Plädoyer gegen die Unwissenheit

St. PETERSBURG. Seit Ende letzten Jahres wurde ein <Prozess> gegen die Darwin'sche Evolutionstheorie geführt. In dem Gerichtsverfahren fordern

die Gymnasiastin Maria Schreiber und ihr Vater, die Entstehungsgeschichte der Arten nach Darwin als dominierend vermittelte Abstammungslehre an Russlands Schulen zu verbieten. Auch wenn die Klage am Mittwoch vom Petersburger <Bezirksgericht> zurückgewiesen wurde, hat sie die weltanschaulichen Fronten in Russland verdeutlicht.

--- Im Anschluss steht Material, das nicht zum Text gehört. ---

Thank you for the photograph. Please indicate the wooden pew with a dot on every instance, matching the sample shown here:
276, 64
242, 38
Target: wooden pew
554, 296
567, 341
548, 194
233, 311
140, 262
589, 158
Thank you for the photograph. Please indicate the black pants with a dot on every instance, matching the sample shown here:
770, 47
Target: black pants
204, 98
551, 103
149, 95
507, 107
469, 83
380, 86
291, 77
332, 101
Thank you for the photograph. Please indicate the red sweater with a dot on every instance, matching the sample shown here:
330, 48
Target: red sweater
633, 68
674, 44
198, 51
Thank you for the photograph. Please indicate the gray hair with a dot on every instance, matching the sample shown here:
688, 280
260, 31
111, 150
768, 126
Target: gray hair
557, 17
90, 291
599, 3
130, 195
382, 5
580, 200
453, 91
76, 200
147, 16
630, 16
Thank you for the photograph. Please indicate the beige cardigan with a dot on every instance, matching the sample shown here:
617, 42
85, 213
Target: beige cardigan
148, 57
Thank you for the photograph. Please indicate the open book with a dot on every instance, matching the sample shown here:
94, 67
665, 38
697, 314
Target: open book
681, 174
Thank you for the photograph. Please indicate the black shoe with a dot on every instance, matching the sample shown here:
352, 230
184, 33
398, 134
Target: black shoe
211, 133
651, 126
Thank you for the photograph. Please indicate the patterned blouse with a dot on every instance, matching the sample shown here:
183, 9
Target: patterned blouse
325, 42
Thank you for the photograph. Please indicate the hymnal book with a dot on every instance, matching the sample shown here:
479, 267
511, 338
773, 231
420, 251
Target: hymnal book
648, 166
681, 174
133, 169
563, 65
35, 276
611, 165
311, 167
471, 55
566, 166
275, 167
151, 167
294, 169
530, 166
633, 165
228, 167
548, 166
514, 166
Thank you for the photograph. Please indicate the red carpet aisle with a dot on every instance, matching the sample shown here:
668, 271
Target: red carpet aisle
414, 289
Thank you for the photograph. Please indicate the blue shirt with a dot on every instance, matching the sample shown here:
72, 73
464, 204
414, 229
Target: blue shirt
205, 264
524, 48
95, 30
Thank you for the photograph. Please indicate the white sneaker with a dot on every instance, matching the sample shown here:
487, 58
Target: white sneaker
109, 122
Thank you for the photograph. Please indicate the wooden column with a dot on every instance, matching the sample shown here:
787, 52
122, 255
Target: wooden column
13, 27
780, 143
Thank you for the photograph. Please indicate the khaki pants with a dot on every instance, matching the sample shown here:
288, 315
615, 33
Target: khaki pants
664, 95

Zu Beginn dieses Jahres bekam die russlandweit geführte Debatte über den Gerichtsprozess einen ernst zu nehmenden, reaktionären Impuls von der Russisch-Orthodoxen Kirche (ROK). Deren höchster Vertreter Alexej II., Patriarch von Moskau und ganz Russland, erklärte am 29.01.2007 auf den <15. Internationalen Weihnachtlichen Bildungslesungen> (Russisch), die zum ersten Mal im Staatlichen Kreml-Palast in Moskau stattfanden: „Die Erkenntnis des Menschen, dass er die Krone der Gottesschöpfung ist, erhöht ihn nur. Wenn jedoch jemand der Meinung ist, er stamme vom Affen ab, solle er dies ruhig tun, seine Ansichten aber nicht anderen aufzwingen."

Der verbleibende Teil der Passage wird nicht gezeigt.